I've just been introduced to toupper, and I'm a little confused by the syntax; it seems like it's repeating itself. What I've been using it for is for every character of a string, it converts the character into an uppercase character if possible.
for (int i = 0; i < string.length(); i++)
{
if (isalpha(string[i]))
{
if (islower(string[i]))
{
string[i] = toupper(string[i]);
}
}
}
Why do you have to list string[i] twice? Shouldn't this work?
toupper(string[i]); (I tried it, so I know it doesn't.)

toupper is a function that takes its argument by value. It could have been defined to take a reference to character and modify it in-place, but that would have made it more awkward to write code that just examines the upper-case variant of a character, as in this example:
// compare chars case-insensitively without modifying anything
if (std::toupper(*s1++) == std::toupper(*s2++))
...
In other words, toupper(c) doesn't change c for the same reasons that sin(x) doesn't change x.
To avoid repeating expressions like string[i] on the left and right side of the assignment, take a reference to a character and use it to read and write to the string:
for (size_t i = 0; i < string.length(); i++) {
char& c = string[i]; // reference to character inside string
c = std::toupper(c);
}
Using range-based for, the above can be written more briefly (and executed more efficiently) as:
for (auto& c: string)
c = std::toupper(c);

As from the documentation, the character is passed by value.
Because of that, the answer is no, it shouldn't.
The prototype of toupper is:
int toupper( int ch );
As you can see, the character is passed by value, transformed and returned by value.
If you don't assign the returned value to a variable, it will be definitely lost.
That's why in your example it is reassigned so that to replace the original one.

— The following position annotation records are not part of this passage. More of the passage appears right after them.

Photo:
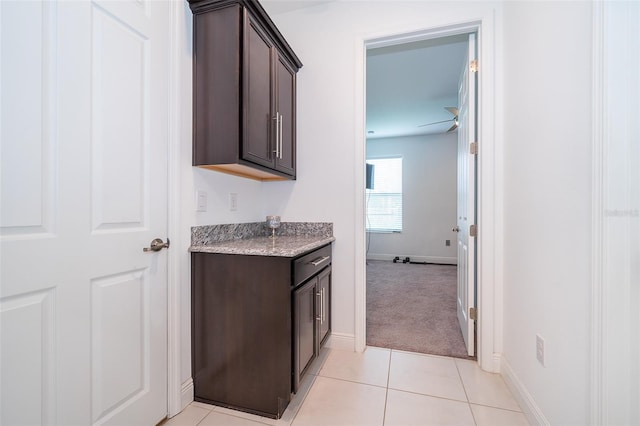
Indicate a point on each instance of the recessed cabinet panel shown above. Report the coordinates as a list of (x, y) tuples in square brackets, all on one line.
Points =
[(244, 91), (286, 108), (217, 83), (305, 350), (324, 314), (256, 145)]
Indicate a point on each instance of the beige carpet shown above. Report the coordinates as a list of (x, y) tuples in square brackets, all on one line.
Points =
[(413, 308)]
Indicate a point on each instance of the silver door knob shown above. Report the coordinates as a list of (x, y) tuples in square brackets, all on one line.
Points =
[(157, 245)]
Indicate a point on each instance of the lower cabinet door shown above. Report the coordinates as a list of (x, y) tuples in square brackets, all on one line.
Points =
[(324, 288), (304, 329)]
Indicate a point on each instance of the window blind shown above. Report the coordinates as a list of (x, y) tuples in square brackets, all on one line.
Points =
[(384, 202)]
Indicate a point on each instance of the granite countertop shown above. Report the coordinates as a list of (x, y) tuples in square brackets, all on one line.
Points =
[(292, 238)]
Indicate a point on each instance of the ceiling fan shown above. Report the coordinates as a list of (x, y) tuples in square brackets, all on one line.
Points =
[(452, 110)]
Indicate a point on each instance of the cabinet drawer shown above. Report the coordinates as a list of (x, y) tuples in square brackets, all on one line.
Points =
[(310, 264)]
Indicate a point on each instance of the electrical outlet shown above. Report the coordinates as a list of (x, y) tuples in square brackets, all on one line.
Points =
[(540, 349), (201, 201), (233, 201)]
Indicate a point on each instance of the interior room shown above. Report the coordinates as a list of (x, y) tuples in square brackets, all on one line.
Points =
[(409, 88), (108, 200)]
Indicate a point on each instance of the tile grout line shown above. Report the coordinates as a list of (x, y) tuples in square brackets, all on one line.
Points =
[(386, 391), (465, 392)]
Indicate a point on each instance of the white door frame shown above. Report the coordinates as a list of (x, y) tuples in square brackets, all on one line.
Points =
[(489, 175), (177, 133)]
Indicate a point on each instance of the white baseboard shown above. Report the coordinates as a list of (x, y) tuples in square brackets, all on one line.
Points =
[(428, 259), (534, 414), (186, 393), (341, 341)]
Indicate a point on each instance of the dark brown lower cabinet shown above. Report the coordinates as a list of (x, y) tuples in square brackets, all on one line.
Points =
[(311, 326), (256, 328)]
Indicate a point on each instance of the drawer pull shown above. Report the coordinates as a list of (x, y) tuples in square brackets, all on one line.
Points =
[(319, 261)]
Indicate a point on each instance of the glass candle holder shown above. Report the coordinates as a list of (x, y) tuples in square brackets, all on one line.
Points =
[(273, 222)]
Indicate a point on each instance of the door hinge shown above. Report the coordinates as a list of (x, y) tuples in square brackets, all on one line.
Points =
[(473, 148)]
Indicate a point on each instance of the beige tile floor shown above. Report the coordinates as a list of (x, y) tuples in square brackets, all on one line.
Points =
[(382, 387)]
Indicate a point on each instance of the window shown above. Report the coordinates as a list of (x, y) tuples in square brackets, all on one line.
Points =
[(384, 201)]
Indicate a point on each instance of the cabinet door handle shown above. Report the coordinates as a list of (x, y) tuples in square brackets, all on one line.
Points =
[(277, 150), (319, 261), (322, 306), (319, 316), (281, 137)]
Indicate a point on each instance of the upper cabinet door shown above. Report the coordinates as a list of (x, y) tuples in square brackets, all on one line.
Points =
[(258, 97), (286, 114)]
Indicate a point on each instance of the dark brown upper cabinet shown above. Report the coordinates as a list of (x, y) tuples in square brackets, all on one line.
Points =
[(244, 89)]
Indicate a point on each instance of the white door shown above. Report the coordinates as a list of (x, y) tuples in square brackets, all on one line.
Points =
[(466, 197), (83, 189)]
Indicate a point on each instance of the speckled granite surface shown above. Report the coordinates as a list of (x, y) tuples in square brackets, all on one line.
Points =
[(292, 238)]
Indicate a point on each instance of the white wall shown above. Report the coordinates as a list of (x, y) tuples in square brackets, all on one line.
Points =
[(429, 176), (547, 163)]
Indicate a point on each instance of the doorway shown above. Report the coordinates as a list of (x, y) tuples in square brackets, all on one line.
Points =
[(489, 250), (412, 248)]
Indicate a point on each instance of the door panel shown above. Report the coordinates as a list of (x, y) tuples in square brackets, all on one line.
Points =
[(257, 142), (466, 199), (84, 178), (305, 329), (286, 107)]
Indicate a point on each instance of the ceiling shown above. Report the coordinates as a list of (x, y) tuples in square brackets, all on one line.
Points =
[(409, 85), (274, 7)]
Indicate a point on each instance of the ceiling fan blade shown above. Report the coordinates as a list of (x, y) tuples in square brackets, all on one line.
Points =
[(452, 110), (437, 122)]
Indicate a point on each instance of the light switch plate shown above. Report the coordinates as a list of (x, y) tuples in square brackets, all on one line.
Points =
[(201, 201), (233, 201)]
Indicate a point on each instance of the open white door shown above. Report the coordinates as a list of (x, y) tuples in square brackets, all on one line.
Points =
[(466, 197), (83, 189)]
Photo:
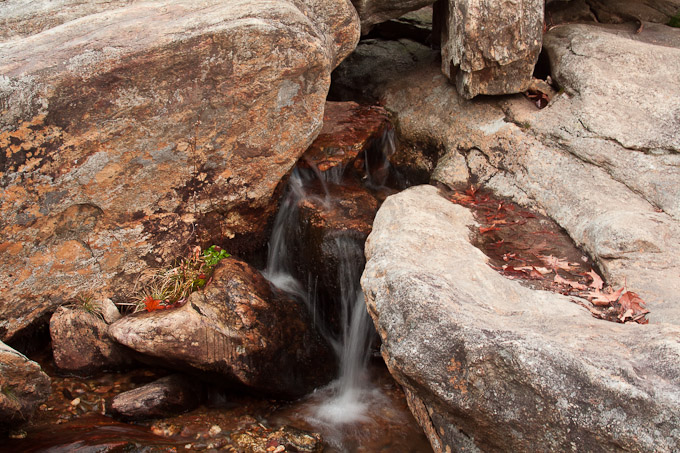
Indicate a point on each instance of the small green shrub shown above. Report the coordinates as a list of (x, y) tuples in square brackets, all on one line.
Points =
[(171, 286)]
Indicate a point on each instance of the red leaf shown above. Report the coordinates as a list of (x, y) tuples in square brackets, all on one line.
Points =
[(597, 282)]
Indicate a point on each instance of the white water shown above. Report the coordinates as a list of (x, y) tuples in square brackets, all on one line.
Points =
[(344, 400)]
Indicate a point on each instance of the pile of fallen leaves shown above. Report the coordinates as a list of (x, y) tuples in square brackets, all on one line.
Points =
[(531, 247)]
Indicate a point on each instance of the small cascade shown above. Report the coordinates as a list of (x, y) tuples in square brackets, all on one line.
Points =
[(352, 403)]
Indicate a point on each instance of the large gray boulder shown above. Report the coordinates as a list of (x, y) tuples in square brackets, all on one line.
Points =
[(23, 386), (132, 130), (568, 160), (490, 365), (491, 46)]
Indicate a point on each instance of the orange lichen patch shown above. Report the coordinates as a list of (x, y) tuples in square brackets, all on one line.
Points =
[(12, 248)]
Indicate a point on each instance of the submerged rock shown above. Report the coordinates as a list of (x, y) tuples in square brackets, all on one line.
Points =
[(167, 396), (491, 365), (132, 132), (23, 386), (239, 331), (490, 47), (80, 340)]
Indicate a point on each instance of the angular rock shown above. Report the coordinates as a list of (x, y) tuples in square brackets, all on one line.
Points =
[(130, 134), (81, 343), (238, 330), (617, 203), (23, 386), (490, 47), (491, 365), (373, 12), (167, 396)]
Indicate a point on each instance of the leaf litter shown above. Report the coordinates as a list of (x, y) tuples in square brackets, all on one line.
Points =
[(533, 249)]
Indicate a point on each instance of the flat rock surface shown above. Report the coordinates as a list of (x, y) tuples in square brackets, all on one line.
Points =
[(492, 365), (618, 203), (81, 342), (134, 130)]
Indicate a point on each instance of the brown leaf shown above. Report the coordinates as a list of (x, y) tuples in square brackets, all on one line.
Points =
[(556, 263), (563, 281), (597, 282), (632, 306), (603, 299)]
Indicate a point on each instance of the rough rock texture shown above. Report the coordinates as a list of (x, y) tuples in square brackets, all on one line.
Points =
[(373, 12), (81, 342), (491, 46), (130, 134), (23, 386), (491, 365), (164, 397), (237, 330), (569, 160)]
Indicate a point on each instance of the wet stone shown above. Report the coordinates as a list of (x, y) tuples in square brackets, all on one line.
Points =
[(166, 396)]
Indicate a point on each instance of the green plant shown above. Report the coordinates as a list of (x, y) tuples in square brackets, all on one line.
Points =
[(675, 20), (171, 286)]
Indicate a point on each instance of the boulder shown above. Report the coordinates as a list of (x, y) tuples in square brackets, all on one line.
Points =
[(490, 47), (568, 160), (373, 12), (238, 331), (131, 133), (23, 387), (164, 397), (490, 365), (80, 340)]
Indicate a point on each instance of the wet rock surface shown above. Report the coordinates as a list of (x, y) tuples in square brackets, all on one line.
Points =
[(238, 331), (130, 133), (606, 196), (489, 364), (349, 129), (23, 387), (167, 396), (81, 342)]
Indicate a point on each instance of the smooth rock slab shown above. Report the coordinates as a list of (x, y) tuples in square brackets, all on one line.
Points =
[(491, 365), (23, 386), (81, 342), (491, 46), (164, 397), (129, 135), (238, 331)]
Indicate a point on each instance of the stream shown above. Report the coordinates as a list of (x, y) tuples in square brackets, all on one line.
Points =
[(362, 410)]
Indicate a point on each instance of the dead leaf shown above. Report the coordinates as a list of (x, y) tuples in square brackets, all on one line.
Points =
[(597, 282), (603, 299), (563, 281), (556, 263)]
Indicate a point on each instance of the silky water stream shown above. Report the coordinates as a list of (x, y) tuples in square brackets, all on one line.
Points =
[(363, 409)]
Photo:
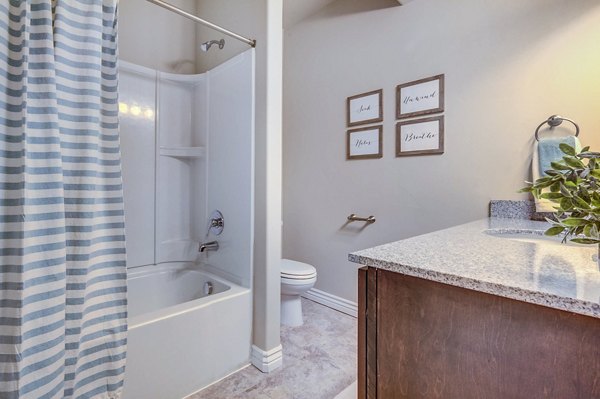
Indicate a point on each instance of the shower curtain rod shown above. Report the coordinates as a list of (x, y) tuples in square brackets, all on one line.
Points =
[(250, 42)]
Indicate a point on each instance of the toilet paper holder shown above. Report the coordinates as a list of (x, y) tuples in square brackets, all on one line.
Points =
[(354, 218)]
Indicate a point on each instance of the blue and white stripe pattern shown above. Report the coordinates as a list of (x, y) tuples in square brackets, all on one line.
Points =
[(63, 317)]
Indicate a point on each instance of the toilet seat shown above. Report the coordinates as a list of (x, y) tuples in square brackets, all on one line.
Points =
[(293, 270)]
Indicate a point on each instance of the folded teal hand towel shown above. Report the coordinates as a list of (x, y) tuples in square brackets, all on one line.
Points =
[(549, 150)]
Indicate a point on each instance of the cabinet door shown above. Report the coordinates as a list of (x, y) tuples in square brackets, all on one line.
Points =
[(440, 341)]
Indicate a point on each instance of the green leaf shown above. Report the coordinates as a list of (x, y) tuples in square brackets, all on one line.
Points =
[(580, 203), (585, 240), (565, 191), (552, 196), (588, 154), (566, 204), (574, 222), (559, 166), (594, 231), (570, 184), (554, 231), (573, 162), (567, 149)]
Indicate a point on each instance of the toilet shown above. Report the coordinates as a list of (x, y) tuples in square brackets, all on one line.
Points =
[(296, 279)]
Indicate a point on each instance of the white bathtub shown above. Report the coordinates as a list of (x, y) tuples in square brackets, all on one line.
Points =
[(180, 340)]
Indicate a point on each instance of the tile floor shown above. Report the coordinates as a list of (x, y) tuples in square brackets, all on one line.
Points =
[(319, 362)]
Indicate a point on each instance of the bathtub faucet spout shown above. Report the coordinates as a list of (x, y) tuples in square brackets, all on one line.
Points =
[(209, 246)]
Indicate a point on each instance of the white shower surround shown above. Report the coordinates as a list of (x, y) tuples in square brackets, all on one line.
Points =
[(188, 148)]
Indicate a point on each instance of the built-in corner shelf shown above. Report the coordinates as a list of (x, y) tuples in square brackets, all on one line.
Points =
[(183, 152)]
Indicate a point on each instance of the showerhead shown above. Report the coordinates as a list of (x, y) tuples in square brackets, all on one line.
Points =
[(207, 45)]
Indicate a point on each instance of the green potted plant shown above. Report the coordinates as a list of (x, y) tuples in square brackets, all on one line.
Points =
[(573, 184)]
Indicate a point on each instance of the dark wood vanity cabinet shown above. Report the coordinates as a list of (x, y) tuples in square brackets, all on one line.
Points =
[(423, 339)]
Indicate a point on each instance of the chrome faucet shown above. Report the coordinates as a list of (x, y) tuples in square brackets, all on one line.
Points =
[(209, 246)]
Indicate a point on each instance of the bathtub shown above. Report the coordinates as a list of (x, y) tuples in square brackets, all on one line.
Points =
[(181, 337)]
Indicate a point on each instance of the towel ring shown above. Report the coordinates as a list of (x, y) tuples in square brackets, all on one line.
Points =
[(554, 121)]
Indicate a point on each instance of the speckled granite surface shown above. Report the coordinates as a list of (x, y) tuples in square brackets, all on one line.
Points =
[(516, 209), (500, 256)]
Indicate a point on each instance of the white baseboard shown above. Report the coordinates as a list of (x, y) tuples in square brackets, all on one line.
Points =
[(267, 361), (332, 301)]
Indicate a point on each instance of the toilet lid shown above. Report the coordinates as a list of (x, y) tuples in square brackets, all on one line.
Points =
[(292, 269)]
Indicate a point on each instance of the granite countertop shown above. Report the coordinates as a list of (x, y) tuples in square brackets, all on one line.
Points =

As many of the other answers already say, the argument to std::toupper is passed and the result returned by-value which makes sense because otherwise, you wouldn't be able to call, say std::toupper('a'). You cannot modify the literal 'a' in-place. It is also likely that you have your input in a read-only buffer and want to store the uppercase-output in another buffer. So the by-value approach is much more flexible.
What is redundant, on the other hand, is your checking for isalpha and islower. If the character is not a lower-case alphabetic character, toupper will leave it alone anyway so the logic reduces to this.
#include <cctype>
#include <iostream>
int
main()
{
char text[] = "Please send me 400 $ worth of dark chocolate by Wednesday!";
for (auto s = text; *s != '\0'; ++s)
*s = std::toupper(*s);
std::cout << text << '\n';
}
You could further eliminate the raw loop by using an algorithm, if you find this prettier.
#include <algorithm>
#include <cctype>
#include <iostream>
#include <utility>
int
main()
{
char text[] = "Please send me 400 $ worth of dark chocolate by Wednesday!";
std::transform(std::cbegin(text), std::cend(text), std::begin(text),
[](auto c){ return std::toupper(c); });
std::cout << text << '\n';
}

toupper takes an int by value and returns the int value of the char of that uppercase character. Every time a function doesn't take a pointer or reference as a parameter the parameter will be passed by value which means that there is no possible way to see the changes from outside the function because the parameter will actually be a copy of the variable passed to the function, the way you catch the changes is by saving what the function returns. In this case, the character upper-cased.

Note that there is a nasty gotcha in isalpha(), which is the following: the function only works correctly for inputs in the range 0-255 + EOF.
So what, you think.
Well, if your char type happens to be signed, and you pass a value greater than 127, this is considered a negative value, and thus the int passed to isalpha will also be negative (and thus outside the range of 0-255 + EOF).
In Visual Studio, this will crash your application. I have complained about this to Microsoft, on the grounds that a character classification function that is not safe for all inputs is basically pointless, but received an answer stating that this was entirely standards conforming and I should just write better code. Ok, fair enough, but nowhere else in the standard does anyone care about whether char is signed or unsigned. Only in the isxxx functions does it serve as a landmine that could easily make it through testing without anyone noticing.
The following code crashes Visual Studio 2015 (and, as far as I know, all earlier versions):
int x = toupper ('é');
So not only is the isalpha() in your code redundant, it is in fact actively harmful, as it will cause any strings that contain characters with values greater than 127 to crash your application.
See http://en.cppreference.com/w/cpp/string/byte/isalpha: "The behavior is undefined if the value of ch is not representable as unsigned char and is not equal to EOF."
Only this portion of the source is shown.